THE LAST WORD: I just realized that some of my commentary skews toward the negative, but in all honesty, what I found on Anthai Da Protagonist's Anthai Drug is much better than I expected. Anthai has an obvious appreciation of both Wu-Tang policies and procedures and of music in general: one of his biggest strengths lies in his oftentimes fucking great instrumentals, which take elements of songs that you're already familiar with and reconfigures them into something entirely different. (Seriously: fucking Zamfir? Who knew that sampling pan flutes could turn out brilliantly?) Lyrically, Anthai isn't necessarily at the Clan's level just yet, but he's entertaining to listen to, not unlike various members of Killarmy. Anthai Drug is the most successful Wu throwback album I've heard in a long time (a large part of that may be due to the heavy use of kung-fu samples, which I've missed). If you're a Wu stan, you will enjoy this shit. Everyone else should perhaps give it a shot anyway, as you may be pleasantly surprised.

(OCTOBER 11, 2011 EDIT: I don't normally revisit older write-ups, but at the request of the artist, here is his recent video for "Ninjas Vs. Swaggers" / "One Too Many".  And I stand by my "you may be pleasantly surprised" statement.)




  1. Very good review but what happened to track $14 "Yes They DO"? No comment?

  2. Hm. Mildly interested. I wish more of those goddamn Wu affiliates would use guys like Bronze Nazareth and Cilvaringz. Something worthwhile might actually come out of it. Maybe.

  3. Um..."Meh" IS the comment.

    A.R. - the production on here is actually pretty good. Maybe more of the Wu affiliates should look this guy's way.

  4. Grateful the homie Anthia let me get on a track. I've always like his beat. Good write up.

  5. As a fellow Wu stan, I might just check this out. I don't really get down with any of the left coast killa bees besides the Black Knights. I'm surprised you haven't done the Wisemen album yet.

  6. Max, didn't Killarmy use a sample of "The Lonely Shepherd" on 'Dirty Weaponry's' "Serving Justice" ? Or maybe I'm tripping.

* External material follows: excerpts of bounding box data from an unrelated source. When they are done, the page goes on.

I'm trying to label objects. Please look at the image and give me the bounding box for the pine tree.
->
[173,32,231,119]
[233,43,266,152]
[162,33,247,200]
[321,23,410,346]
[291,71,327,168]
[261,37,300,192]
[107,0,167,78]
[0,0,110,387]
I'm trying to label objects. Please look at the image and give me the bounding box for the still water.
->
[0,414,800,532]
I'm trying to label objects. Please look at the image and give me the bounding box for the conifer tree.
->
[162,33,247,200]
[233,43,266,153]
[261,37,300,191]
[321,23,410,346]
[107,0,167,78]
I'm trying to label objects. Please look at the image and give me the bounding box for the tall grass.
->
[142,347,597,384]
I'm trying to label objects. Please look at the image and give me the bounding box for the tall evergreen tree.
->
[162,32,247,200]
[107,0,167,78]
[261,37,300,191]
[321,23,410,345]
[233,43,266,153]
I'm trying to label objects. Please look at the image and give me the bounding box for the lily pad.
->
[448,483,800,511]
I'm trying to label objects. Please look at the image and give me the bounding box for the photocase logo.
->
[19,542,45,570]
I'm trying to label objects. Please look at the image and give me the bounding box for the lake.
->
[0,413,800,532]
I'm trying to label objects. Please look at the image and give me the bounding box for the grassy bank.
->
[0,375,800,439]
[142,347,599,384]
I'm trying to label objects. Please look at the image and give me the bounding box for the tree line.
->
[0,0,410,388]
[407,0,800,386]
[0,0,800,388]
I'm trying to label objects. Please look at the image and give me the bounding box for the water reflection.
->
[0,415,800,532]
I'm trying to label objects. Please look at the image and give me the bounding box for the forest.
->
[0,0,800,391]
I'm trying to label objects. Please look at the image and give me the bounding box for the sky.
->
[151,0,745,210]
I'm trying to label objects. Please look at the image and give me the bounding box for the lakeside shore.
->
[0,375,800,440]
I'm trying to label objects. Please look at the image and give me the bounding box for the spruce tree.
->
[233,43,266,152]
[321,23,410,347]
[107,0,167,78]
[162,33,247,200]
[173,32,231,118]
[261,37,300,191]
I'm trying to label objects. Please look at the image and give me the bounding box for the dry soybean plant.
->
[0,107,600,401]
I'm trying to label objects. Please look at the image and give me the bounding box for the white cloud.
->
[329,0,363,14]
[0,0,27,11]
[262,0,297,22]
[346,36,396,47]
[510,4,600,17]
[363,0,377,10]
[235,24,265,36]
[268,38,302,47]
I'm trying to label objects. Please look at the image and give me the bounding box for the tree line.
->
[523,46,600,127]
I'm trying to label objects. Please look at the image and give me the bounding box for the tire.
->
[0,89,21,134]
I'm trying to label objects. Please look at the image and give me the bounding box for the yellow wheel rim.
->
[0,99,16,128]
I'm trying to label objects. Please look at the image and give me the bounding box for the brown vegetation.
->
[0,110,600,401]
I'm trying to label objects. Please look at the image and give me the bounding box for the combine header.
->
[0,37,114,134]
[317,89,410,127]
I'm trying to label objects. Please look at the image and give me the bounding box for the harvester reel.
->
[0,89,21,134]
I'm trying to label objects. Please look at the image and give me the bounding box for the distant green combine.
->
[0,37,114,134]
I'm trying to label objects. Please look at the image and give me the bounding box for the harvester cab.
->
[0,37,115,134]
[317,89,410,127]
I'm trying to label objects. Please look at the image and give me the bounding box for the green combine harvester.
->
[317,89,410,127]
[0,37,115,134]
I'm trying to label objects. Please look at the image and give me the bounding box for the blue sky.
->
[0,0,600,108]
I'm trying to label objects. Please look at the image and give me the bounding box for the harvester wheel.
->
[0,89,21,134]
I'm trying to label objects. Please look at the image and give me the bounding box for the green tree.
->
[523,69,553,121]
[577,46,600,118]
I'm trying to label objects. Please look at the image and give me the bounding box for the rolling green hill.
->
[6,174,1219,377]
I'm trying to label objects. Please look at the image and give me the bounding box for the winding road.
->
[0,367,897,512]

  7. I haven't listened to an actual Killarmy album in so long that you're probably right. Doesn't take away from the power the sample gives this album, though. And why the hell hasn't The RZA used the damn sample? He probably chose the damn song for the Kill Bill soundtrack to start with.

    Thanks for reading!

  8. Oh, and Max: I KNOW you're going to do this. It's not even really worth suggesting you do it because I know, for certain, that you're going to do it.

    But after a few weeks why not do a 100 Calorie Gut Reactions: Keeping Up With RZA Edition and review his Wu Wednesdays? He's been fucking murdering shit.

    If you ask me Kanye should have just done the whole album with him and maybe learned a few things about longevity.

  9. Do you research properly homie, Doc Doom was not on the story of my life

  10. @A.R. Marks - Yes, I've considered doing that. I don't want to set a precedent, since I have no interest in doing the same for Swizz Beatz and Timbaland (okay, maybe Timbo, if he throws some unreleased Jay-Z in there), but since it's fairly well documented that I'm a Wu stan, I might do it later on or early next year, depending on my schedule.

    @Malcolm - there are a lot of Wu affiliates I haven't gotten to yet. I might do the Wisemen album in the future. In the meantime, I think you'll like this one.